You are given a reusable monster catalog, a type-effectiveness table, and many independent battle queries. Each catalog monster is [hp, atk, type_id, moves], where moves is a non-empty list of [power, move_type]. A battle query contains two ordered teams of catalog indices. Each referenced monster starts each query with full HP. Battle rules are the same as Part 3: Team A attacks first, on each turn the attacker chooses the move with the highest current damage against the defender, ties break by smallest move index, damage is floor(atk * power * multiplier) with minimum 1, knockouts remove monsters immediately, and turns still alternate after every action. Because the same monster may appear in many queries and may have a huge move list, scanning all moves on every turn is too slow. Return the result for every query.
Examples
Input: ([[10, 2, 0, [[1, 0], [2, 1]]], [6, 1, 1, [[1, 1]]], [5, 3, 0, [[1, 0]]]], [[1.0, 2.0], [0.5, 1.0]], [([0], [1]), ([2], [1])])
Expected Output: [('A', 9, 3), ('A', 5, 1)]
Explanation: The same defender appears in two different battles, and the precomputed best damage makes each turn fast.
Input: ([[12, 2, 0, [[2, 0], [2, 1]]], [5, 1, 2, [[1, 2]]], [5, 1, 1, [[1, 1]]]], [[1.0, 2.0, 0.5], [0.5, 1.0, 2.0], [2.0, 0.5, 1.0]], [([0], [1, 2]), ([1, 2], [0])])
Expected Output: [('A', 11, 3), ('B', 9, 4)]

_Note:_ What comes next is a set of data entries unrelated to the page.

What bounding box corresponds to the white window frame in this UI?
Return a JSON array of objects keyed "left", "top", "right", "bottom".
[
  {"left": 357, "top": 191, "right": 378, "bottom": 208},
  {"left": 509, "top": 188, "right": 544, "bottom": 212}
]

Explanation: The same strong monster is reused in multiple queries against different team orders.
Input: ([[3, 5, 0, [[1, 0]]], [2, 1, 1, [[1, 1]]]], [[0.0, 0.0], [1.0, 1.0]], [([0], [1]), ([1], [0])])
Expected Output: [('A', 2, 3), ('B', 1, 4)]
Explanation: Minimum damage 1 must still be respected in every query.
Input: ([[7, 3, 0, [[1, 0]]]], [[1.0]], [([], []), ([0], []), ([], [0])])
Expected Output: [('Draw', 0, 0), ('A', 7, 0), ('B', 7, 0)]
Explanation: Edge cases with empty teams should be handled without any attacks.